According to Section 182 of the Companies (WUMP) Ordinance, in a winding up by the court, any disposition of the property of the company and any transfer of shares made after the commencement of the winding up, shall, unless the court otherwise orders, be void. Pursuant to Section 184(2) of the Companies (WUMP) Ordinance, the winding up of a company by the court shall be deemed to commence at the time of the presentation of the petition for the winding up.

As such, the Company wishes to remind its shareholders and potential investors that as the Petition was presented to the High Court of Hong Kong on 29 July 2020, the transfer of the shares of the Company made thereafter would be void without a validation order from the High Court of Hong Kong, unless the Petition has been struck out, dismissed or permanently stayed.

CONTINUED SUSPENSION OF TRADING

Trading in the Company's shares on the Stock Exchange has been suspended since 3 October 2017 pending the publication of the Outstanding Financial Results and will remain suspended until further notice.
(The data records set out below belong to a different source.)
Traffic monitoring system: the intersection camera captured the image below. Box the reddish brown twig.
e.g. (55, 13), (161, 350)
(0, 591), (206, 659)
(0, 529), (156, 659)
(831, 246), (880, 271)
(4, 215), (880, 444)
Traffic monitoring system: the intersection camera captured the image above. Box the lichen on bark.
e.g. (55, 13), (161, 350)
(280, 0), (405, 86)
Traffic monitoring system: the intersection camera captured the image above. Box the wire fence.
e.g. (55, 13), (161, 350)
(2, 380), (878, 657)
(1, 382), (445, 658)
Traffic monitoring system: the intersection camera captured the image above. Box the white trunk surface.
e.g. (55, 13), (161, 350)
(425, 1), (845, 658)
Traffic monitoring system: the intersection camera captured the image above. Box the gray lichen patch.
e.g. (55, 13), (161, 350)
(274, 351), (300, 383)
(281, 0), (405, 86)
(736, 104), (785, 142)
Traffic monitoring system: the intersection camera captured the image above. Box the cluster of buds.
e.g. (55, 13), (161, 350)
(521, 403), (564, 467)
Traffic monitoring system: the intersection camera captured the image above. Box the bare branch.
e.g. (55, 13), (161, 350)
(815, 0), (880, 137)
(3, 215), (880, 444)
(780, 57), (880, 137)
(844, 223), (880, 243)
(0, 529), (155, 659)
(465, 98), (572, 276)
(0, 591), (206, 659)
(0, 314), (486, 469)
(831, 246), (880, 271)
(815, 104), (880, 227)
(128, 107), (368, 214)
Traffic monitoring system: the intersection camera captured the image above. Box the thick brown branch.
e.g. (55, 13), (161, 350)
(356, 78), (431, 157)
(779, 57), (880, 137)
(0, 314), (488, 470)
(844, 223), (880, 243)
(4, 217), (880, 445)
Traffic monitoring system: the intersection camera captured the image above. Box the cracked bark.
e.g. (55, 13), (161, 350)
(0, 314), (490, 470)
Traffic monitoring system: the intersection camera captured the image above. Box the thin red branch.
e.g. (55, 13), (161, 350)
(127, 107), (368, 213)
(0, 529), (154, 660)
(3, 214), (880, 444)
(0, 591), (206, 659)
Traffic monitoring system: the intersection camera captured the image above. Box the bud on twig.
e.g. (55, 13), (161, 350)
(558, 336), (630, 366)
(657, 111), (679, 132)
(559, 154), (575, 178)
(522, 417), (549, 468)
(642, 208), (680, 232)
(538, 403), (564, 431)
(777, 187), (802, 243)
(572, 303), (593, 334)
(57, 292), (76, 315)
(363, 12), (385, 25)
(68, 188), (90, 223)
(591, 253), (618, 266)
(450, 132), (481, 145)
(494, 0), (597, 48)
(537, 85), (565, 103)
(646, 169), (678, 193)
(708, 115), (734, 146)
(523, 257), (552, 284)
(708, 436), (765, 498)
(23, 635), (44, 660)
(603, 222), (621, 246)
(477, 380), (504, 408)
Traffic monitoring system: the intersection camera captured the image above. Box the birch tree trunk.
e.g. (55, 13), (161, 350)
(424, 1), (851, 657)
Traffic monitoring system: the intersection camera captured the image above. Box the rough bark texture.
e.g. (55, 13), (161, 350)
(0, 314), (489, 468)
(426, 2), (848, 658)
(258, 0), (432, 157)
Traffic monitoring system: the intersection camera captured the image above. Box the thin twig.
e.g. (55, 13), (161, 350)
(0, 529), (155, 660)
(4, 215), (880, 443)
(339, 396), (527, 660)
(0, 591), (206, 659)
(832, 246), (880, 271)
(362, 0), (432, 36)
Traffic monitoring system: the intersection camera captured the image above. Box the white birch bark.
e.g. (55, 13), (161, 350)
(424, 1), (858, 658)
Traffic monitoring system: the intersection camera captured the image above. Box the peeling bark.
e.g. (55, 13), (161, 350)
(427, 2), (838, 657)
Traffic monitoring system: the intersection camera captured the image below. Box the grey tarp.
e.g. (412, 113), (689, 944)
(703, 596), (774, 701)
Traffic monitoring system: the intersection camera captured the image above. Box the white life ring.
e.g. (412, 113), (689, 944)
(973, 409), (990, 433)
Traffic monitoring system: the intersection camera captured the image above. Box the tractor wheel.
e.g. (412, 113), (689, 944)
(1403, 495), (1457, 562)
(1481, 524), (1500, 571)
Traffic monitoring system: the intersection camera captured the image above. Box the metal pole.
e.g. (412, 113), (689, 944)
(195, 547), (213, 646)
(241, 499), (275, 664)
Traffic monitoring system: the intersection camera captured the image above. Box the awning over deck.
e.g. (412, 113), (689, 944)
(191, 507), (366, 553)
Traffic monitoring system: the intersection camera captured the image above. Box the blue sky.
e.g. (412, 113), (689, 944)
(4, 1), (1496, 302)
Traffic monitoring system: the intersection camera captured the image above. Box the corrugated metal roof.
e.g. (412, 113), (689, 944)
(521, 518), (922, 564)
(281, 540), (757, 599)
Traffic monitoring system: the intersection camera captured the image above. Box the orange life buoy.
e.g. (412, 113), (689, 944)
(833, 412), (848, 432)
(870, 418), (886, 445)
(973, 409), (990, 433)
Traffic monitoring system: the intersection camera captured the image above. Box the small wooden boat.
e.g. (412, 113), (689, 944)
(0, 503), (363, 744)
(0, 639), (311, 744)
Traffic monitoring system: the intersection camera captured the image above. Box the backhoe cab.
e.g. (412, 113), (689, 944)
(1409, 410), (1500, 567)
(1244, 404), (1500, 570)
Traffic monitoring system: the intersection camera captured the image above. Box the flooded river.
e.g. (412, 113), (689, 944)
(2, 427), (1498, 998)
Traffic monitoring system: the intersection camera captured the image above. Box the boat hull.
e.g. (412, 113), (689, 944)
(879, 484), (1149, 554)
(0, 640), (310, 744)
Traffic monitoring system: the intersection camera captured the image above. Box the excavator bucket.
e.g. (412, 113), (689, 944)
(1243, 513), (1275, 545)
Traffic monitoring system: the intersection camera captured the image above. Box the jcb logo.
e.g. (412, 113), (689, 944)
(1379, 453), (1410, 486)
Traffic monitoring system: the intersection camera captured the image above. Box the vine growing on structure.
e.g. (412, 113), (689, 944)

The Company will make further announcement(s) as and when appropriate.

By Order of the Board

Brightoil Petroleum (Holdings) Limited

Tang Bo

Chairman

Hong Kong, 11 September 2020

As at the date of this announcement, the Board comprises (i) one Executive Director, namely Mr. Tang Bo; (ii) two Non-executive Directors, namely Mr. Dai Zhujiang and Mr. Zhao Liguo; and (iii) three Independent Non-executive Directors, namely Dr. Lo Wing Yan William, JP; Mr. Wang Tian and Mr. Chan Wai Leung.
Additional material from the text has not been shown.